Environment & Energy
Related: About this forumWhy hydrogen powered cars really suck
https://www.treehugger.com/cars/why-hydrogen-powered-cars-really-suck.html
Why hydrogen powered cars really suck
Lloyd Alter (@lloydalter)
Transportation / Cars
July 3, 2017
They are not efficient, there is no infrastructure, and they are shills for the fossil fuel industry.
When I last wrote about hydrogen powered cars vs electric cars, there were 253 comments saying, This is a horrible article with an extremely visible bias. Did Elon Musk pay the writer? I sometimes feel lonely and depressed when I write about it, especially when I get Total BS article. You have no idea what you are talking about.
Fortunately I have reinforcement from Lance Turner, who writes in Australias wonderful Renew Magazine and asks, "Hydrogen as a fuel- Is it really viable?" He comes up with many more reasons be doubtful than I ever did.
(snip)
The hydrogen is stored at high pressure (700 atmospheres or 10,000 PSI). The tanks are expensive, and are made from carbon fibre composites because metal would be too heavy. Even so, the weight of the hydrogen that the tank stores in the Toyota Mirai weighs 87.5 kg in total and yet hold just 5 kg of hydrogen. Some people are nervous about what happens in a crash.
It takes a lot of energy to compress the hydrogen, as much as 20 percent of the total energy stored in the hydrogen. Compressing it generates heat, so it has to be cooled during compression, using yet more energy.
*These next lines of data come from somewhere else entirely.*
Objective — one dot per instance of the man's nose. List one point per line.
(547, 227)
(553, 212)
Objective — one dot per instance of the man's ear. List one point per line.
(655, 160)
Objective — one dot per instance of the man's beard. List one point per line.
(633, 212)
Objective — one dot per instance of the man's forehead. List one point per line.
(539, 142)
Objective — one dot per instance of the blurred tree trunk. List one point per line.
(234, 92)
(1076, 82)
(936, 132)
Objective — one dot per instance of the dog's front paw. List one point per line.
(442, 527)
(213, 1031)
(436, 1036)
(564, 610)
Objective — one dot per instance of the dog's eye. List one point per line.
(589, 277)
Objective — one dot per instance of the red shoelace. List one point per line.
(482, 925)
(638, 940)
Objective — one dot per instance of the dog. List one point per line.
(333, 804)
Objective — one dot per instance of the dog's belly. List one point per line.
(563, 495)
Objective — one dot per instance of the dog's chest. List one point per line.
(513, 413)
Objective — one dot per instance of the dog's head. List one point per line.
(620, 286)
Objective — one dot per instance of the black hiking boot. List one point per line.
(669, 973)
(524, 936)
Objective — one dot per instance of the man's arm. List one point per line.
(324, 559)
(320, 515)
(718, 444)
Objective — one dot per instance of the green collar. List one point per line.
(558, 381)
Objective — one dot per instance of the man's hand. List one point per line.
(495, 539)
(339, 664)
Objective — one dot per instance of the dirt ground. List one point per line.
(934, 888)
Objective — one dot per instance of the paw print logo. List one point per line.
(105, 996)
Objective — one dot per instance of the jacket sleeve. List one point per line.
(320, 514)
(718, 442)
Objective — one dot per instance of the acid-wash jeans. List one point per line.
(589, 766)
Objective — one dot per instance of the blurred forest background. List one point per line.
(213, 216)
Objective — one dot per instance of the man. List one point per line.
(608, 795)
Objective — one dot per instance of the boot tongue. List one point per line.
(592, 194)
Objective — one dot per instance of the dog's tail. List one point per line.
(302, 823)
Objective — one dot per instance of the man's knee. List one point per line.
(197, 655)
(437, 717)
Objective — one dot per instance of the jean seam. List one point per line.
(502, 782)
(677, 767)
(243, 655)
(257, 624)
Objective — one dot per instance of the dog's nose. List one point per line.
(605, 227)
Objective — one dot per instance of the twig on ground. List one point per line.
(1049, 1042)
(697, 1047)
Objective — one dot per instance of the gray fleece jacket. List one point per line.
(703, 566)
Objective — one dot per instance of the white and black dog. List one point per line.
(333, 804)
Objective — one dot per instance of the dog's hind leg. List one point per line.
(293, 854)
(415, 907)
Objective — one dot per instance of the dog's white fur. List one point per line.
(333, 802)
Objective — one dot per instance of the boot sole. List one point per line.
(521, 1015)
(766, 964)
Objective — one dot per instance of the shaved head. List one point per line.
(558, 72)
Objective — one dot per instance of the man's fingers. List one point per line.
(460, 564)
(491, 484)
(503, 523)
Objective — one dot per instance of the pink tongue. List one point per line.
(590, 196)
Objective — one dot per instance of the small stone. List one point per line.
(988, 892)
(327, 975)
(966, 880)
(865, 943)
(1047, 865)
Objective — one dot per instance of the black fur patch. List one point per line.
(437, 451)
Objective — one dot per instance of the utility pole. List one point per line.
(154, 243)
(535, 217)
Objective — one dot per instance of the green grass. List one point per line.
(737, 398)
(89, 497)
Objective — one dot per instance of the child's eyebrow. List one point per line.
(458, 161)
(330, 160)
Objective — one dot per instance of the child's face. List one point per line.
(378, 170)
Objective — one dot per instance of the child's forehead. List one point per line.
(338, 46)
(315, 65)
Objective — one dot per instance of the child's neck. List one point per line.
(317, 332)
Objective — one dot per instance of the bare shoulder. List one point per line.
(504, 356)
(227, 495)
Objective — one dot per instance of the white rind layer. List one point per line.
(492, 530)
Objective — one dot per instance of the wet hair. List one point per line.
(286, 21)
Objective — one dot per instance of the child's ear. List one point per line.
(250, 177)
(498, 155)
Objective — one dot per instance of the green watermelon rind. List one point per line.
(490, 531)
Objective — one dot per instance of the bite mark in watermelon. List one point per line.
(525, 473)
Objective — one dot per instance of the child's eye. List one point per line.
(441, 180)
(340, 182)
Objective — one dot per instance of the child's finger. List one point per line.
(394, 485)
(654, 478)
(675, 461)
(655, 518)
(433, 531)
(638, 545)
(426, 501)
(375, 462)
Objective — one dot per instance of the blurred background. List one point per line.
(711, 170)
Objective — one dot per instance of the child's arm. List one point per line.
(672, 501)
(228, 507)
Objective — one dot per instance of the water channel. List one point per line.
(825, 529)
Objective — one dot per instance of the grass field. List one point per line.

Its really just reformed natural gas
Almost all the hydrogen available today is made by steam reformation of a good old fossil fuel, natural gas. This requires a lot of energy to do, in fact more energy than you can recover from the resulting hydrogen thats produced.
(snip)
This is why we have hydrogen powered cars -- to provide another market for all that natural gas, and to keep centralized control of the fuel among the big fossil fuel companies. There is no other reason to even bother.
hunter
(38,310 posts)*** This is why we have hydrogen powered cars -- to provide another market for all that natural gas, and to keep centralized control of the fuel among the big fossil fuel companies. There is no other reason to even bother. ***
Any technology that allows people to commute too and from work without any dependency on fossil fuel service stations is a disruptive technology. Electric cars are such a technology. Walkable urban areas with good public transportation systems such that car ownership is unnecessary are such a technology.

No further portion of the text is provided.